— Какой убыток! — сказал Цванцигер, увидев Глюка. — Сколько лет выращивались эти розы, и в один час погибли! — голос его звучал сухо и без какой-либо эмоции. И слегка дрожал – или это Феликсу Францевичу только показалось?
— Да, — сказал Глюк. — И мальчики тоже росли столько лет, и в один час погибли. И еще один мальчик, тоже погиб, но в другой час. И безобидная гувернантка…
— Ich verstehe nicht*! Я вас не понимаю! — чуть не взвизгнул Цванцигер, и стекла его очков снова пустили зловещих солнечных зайцев. — Что вы имеете мне сказать? Я говорил про розы, Rosen!..
— Да, — кивнул Глюк, — розы, безусловно, жалко. Но ведь четыре человека погибли на этой даче, за каких-то три дня. И трое из них – совсем дети…

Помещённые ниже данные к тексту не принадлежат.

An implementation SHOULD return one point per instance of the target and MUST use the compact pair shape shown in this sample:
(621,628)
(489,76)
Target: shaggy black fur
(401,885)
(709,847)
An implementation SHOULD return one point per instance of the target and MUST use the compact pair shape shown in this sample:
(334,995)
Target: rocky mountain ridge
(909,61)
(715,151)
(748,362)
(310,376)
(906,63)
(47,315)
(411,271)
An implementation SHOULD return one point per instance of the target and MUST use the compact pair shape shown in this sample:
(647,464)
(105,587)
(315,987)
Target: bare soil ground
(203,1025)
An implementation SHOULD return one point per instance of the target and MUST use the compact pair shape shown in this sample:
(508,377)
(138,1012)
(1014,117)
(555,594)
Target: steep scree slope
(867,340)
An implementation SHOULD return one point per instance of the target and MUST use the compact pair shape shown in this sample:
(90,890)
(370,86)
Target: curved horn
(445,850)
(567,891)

— О, — заговорил Цванцигер, облизнув губы, — да, Ja, очень жалко, конечно. Но полицаймайстер – он разбирается, он разберется… — и Цванцигер снова кхекнул. — И вы ему будете помогать, конечно, Herr Gluck! — и опять "кхе-кхе".
— Конечно, — согласился Глюк. — Только вот не могу никак понять – Алешу с Николенькой почему? Ну, мадемуазель Рено – вы, наверное, ее прежде знали. Костик, Семена племянник, вас, должно быть, видел, может быть, шантажировать пытался? Но мальчиков, мальчиков-то – почему, Генрих Михайлович?

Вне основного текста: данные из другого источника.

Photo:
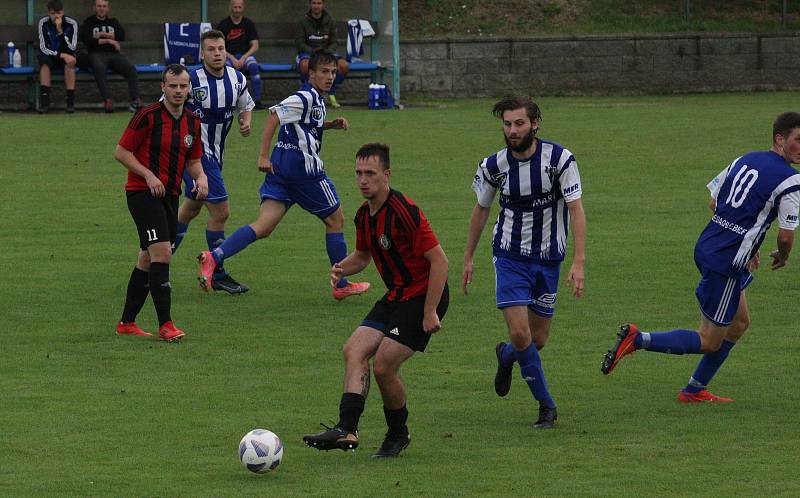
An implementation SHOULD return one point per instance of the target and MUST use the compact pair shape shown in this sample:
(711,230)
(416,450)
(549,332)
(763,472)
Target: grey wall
(601,65)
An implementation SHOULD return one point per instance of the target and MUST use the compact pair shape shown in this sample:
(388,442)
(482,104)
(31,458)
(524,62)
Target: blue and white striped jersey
(533,222)
(216,101)
(296,155)
(750,193)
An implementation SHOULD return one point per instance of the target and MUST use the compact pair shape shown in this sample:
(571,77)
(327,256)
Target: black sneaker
(502,379)
(547,418)
(229,285)
(332,439)
(392,445)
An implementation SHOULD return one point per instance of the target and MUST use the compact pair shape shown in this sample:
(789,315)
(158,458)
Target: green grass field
(85,413)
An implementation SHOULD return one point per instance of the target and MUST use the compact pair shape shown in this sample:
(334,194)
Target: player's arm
(577,221)
(436,282)
(476,224)
(337,124)
(195,169)
(271,124)
(355,262)
(129,160)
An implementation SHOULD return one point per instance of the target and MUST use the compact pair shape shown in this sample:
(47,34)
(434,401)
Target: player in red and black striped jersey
(394,233)
(158,144)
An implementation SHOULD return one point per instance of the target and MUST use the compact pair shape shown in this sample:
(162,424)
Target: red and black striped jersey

Цванцигер снова облизнул губы и сделал два шажка в сторону Глюка. Трость его торчала у него под мышкой, и он нащупывал ее рукоятку, и все не мог нащупать.
— Полно, Генрих Михайлович, со мной вам не справиться, да и свидетели в этот раз имеются, — сказал Глюк.
Цванцигер сделал еще один шаг вперед, шатаясь, отбросил трость, упал на колени, сложив руки перед грудью, как на молитве:
— Ich flehe an**! Умоляю! Я дам вам денег, много, много, sehr viel Geld***! Сто, тысячу рублей, ja!
— Господин Заславский!.. — позвал Глюк.
—————————————
*я не понимаю (нем.)
**умоляю (нем.)
***много денег (нем.)
— Опять вы, господин Глюк? — всего благодушного настроения полицмейстера не хватило, чтобы не вознегодовать на такую досадную помеху. И так не ко времени! — И вы, господин Квасницкий! Считайте, что доигрались!
— Ваше высокоблагородие! — это околоточный, Заславский, вмешался, — позвольте доложить!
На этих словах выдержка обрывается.